東京都内で講演したトルディさん=写真はいずれも高橋友佳理撮影

――人権侵害の問題で、なぜアーキビストの力が必要なのですか。
Proof、立証の大切さについてお話しします。補償・賠償には地域に学校や診療所を作ったり、記念碑を作ったり式典を開催するものから、個人のレベルでの支援金の支払い、住居の回復など様々な形があります。個人に対する補償はとても大事です。なぜなら、その人に加えられた害について、その人だけが知っているのではなく、公的に認知されるからです。そして補償を受けるためには、身元の確認や被害の立証のために書類が必要になります。しかし最も難しいのが、記録を入手することです。

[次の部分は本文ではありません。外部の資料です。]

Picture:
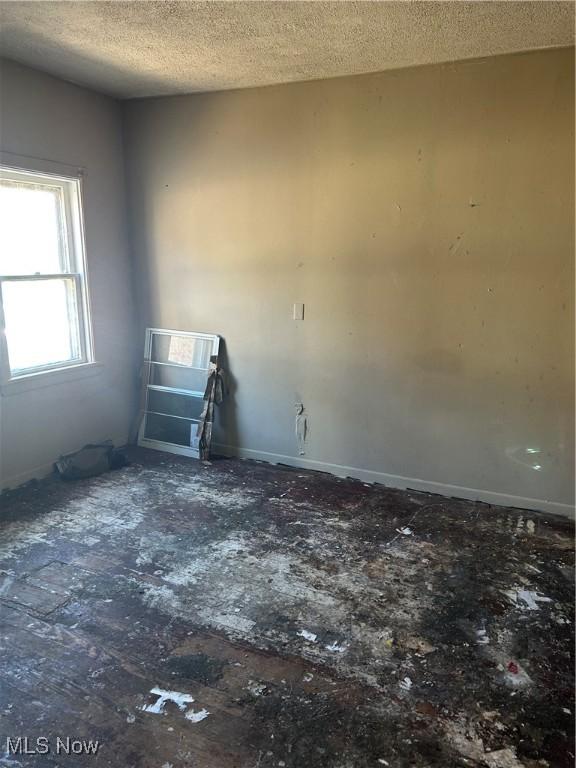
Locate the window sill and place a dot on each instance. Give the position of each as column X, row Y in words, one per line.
column 34, row 381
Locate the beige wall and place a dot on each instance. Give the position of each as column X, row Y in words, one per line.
column 43, row 117
column 425, row 218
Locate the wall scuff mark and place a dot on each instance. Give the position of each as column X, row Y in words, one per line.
column 301, row 428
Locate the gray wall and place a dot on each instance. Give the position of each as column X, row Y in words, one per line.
column 425, row 217
column 46, row 118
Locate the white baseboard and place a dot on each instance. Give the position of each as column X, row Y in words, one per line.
column 42, row 471
column 36, row 473
column 402, row 483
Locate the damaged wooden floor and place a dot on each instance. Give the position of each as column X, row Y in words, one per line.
column 248, row 616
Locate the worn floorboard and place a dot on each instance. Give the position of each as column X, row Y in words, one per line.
column 290, row 618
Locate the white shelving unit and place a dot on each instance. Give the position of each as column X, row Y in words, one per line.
column 176, row 367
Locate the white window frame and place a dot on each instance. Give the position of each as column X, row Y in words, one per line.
column 70, row 182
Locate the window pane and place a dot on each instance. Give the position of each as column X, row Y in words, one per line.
column 41, row 319
column 32, row 233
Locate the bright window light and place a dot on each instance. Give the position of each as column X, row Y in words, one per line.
column 43, row 293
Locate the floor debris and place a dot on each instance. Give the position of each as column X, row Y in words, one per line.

――何がきっかけで人権問題にかかわるようになったのですか。
米国立公文書館で働いていたとき、初期に担当した仕事の一つが「インディアン」、先住民関連の資料でした。チェロキーやスー、アパッチなど、そのメンバーだと証明する書類を求める人々と毎日対面しました。その中で、人々の権利を守り恩恵を受けるために、自らの属性を立証する書類がいかに大切か、分かったのです。1992年には、米国とロシアが立ち上げた、戦争中に行方不明になった人々を探す事業に米国代表団の一人として参加しました。愛する人に何が起きたか分からない家族にたくさん会いました。彼らに起きたことを知り、その権利を理解するのに、いかに資料が助けになるか、再び実感しました。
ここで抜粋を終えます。